Abschrift
In der Umwelt-Bibliothek wurden unten gerade die Umweltblätter gedruckt. Ich hatte oben Galeriedienst und habe für die anderen unten Kaffee gekocht. Dann sind wir runter, sind wirklich bloß noch in die Hintertür rein, in das Treppenhaus gekommen, und da standen schon zwei, drei Herren von der Staatssicherheit. Sie haben uns sofort auf das nächste Treppenpodest bugsiert und da hörte man bloß, dass ziemlich viele Leute hin und her rennen. Damit war auch klar, dass die Leute verhaftet werden, dass gerade eine Hausdurchsuchung ist.
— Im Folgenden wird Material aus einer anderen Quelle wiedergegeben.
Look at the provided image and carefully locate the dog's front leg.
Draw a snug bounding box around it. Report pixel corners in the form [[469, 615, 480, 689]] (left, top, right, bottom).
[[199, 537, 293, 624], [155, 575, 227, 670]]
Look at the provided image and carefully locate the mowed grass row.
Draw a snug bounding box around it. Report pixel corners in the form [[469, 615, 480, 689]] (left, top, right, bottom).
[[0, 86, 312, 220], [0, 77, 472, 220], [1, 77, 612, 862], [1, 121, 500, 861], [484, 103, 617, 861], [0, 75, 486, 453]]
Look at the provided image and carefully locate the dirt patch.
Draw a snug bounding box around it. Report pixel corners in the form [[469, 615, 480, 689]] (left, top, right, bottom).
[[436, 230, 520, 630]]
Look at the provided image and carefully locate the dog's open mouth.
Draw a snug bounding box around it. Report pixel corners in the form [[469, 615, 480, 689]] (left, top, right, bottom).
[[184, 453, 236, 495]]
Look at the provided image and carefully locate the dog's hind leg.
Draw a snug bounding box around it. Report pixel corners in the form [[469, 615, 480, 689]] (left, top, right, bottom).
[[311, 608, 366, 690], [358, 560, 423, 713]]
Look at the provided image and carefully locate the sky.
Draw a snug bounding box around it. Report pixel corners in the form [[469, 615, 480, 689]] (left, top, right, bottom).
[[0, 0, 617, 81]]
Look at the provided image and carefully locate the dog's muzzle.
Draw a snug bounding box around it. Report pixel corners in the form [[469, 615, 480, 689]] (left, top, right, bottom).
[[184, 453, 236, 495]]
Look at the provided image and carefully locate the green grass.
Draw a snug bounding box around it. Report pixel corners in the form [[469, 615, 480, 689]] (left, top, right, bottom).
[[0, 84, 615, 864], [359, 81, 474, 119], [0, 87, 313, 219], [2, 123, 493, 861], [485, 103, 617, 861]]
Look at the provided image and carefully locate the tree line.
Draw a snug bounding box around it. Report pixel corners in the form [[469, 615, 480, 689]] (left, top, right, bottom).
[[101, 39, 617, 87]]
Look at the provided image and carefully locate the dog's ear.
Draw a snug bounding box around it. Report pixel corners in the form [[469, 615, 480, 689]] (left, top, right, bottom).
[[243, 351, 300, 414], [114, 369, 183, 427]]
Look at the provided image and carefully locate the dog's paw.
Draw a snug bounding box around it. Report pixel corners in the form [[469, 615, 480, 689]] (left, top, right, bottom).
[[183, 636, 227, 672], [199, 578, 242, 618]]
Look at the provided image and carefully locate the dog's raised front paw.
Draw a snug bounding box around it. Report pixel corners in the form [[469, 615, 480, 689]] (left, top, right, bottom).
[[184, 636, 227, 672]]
Nachdem die weg waren, sind wir auch in die Magdalenenstraße zum Verhör gefahren worden. Da muss ich sagen, hatte ich am Anfang Angst. Aber nur am Anfang. Irgendwie nicht mehr, dann war klar: Entweder du kommst jetzt in den Knast oder nicht. Da braucht man sich nicht mehr so große Sorgen machen. Nicht, dass ich nicht Angst hätte vorm Knast oder Respekt. Irgendwie warst du ja mehr oder weniger ständig darauf eingestellt, dass dir auch was passieren könnte, dass du durchaus mal für eine Zeit lang ins Gefängnis kommst. Das war schon klar.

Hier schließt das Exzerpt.